A district must adopt a sliding fee schedule based on a family's income but must waive a fee for a participant unable to pay.
(a) General community education revenue may be used for:
(1) nonvocational, recreational, and leisure time activities and programs;
(2) programs for adults with disabilities, if the programs and budgets are approved by the department;
(3) adult basic education programs, according to section 124D.52;
(4) summer programs for elementary and secondary pupils;
(5) implementation of a youth development plan;
(6) implementation of a youth service program;
(7) early childhood family education programs, according to section 124D.13; and
extended day programs, according to section 124D.19, subdivision 11.
(9) In addition to money from other sources, a district may use up to ten percent of its community education revenue for equipment that is used exclusively in community education programs. This revenue may be used only for the following purposes:
(i) to purchase or lease computers and related materials;
(ii) to purchase or lease equipment for instructional programs; and
(iii) to purchase textbooks and library books.

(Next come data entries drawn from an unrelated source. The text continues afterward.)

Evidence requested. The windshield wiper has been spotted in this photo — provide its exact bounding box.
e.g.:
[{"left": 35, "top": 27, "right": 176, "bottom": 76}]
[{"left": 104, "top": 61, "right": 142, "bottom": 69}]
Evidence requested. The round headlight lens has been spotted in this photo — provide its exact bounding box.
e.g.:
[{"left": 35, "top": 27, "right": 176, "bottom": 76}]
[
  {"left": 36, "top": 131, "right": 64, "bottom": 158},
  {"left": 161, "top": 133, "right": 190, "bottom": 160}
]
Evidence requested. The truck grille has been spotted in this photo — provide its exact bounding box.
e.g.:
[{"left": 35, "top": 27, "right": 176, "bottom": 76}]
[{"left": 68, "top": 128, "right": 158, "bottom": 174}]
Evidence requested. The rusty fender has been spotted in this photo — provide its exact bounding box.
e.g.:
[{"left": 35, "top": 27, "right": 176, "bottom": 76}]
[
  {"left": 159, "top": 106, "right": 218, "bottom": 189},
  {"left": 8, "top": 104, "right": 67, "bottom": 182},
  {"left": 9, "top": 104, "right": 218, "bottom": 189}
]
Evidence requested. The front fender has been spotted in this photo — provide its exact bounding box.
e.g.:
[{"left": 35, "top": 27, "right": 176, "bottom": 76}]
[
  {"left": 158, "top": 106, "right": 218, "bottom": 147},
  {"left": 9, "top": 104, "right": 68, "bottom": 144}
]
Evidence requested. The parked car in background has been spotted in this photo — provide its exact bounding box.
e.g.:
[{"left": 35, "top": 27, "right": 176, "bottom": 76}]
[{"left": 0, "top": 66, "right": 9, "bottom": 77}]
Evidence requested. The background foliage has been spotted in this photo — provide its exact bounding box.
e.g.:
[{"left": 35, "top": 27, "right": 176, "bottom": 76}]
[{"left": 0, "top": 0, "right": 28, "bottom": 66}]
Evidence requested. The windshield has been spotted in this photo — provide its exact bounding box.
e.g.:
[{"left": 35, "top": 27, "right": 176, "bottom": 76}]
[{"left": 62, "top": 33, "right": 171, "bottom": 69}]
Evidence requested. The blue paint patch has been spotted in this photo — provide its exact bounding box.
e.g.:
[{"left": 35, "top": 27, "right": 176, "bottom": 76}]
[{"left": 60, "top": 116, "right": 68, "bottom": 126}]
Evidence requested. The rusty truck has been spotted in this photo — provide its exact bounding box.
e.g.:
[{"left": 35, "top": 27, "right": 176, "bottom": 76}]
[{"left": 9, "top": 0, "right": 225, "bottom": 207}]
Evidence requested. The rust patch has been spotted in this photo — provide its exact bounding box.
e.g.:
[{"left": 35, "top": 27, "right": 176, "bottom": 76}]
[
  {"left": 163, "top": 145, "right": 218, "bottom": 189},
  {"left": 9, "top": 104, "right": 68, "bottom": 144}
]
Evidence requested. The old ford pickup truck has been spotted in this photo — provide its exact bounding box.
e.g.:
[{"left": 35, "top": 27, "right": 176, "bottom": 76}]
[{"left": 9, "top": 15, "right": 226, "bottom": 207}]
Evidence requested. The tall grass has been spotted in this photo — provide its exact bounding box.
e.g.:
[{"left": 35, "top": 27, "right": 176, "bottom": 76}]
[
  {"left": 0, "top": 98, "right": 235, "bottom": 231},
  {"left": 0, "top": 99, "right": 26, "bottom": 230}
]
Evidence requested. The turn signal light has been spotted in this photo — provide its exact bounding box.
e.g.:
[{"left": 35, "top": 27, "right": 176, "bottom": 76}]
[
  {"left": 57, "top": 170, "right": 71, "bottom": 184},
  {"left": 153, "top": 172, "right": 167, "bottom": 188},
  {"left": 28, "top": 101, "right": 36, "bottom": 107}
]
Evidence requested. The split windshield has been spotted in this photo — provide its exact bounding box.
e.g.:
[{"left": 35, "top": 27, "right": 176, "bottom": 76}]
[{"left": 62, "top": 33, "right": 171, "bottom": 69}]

(b) General community education revenue must not be used to subsidize the direct activity costs for adult enrichment programs. Direct activity costs include, but are not limited to, the cost of the activity leader or instructor, cost of materials, or transportation costs.
(a) The county shall verify the following at all initial child care applications using the universal application:
(1) identity of adults;
(2) presence of the minor child in the home, if questionable;
(3) relationship of minor child to the parent, stepparent, legal guardian, eligible relative caretaker, or the spouses of any of the foregoing;
(5) immigration status, if related to eligibility;
(6) Social Security number, if given;
(8) spousal support and child support payments made to persons outside the household;
(9) residence; and
(10) inconsistent information, if related to eligibility.
(b) If a family did not use the universal application or child care addendum to apply for child care assistance, the family must complete the universal application or child care addendum at its next eligibility redetermination and the county must verify the factors listed in paragraph (a) as part of that redetermination. Once a family has completed a universal application or child care addendum, the county shall use the redetermination form described in paragraph (c) for that family's subsequent redeterminations. Eligibility must be redetermined at least every six months. If a family reports a change in an eligibility factor before the family's next regularly scheduled redetermination, the county must recalculate eligibility without requiring verification of any eligibility factor that did not change.
(c) The commissioner shall develop a redetermination form to redetermine eligibility and a change report form to report changes that minimize paperwork for the county and the participant.
Annual income of the applicant family is the current monthly income of the family multiplied by 12 or the income for the 12-month period immediately preceding the date of application, or income calculated by the method which provides the most accurate assessment of income available to the family. Self-employment income must be calculated based on gross receipts less operating expenses. Income must be recalculated when the family's income changes, but no less often than every six months. Income must be verified with documentary evidence. If the applicant does not have sufficient evidence of income, verification must be obtained from the source of the income.
Presented to the governor May 12, 2010
Signed by the governor May 14, 2010, 7:47 p.m.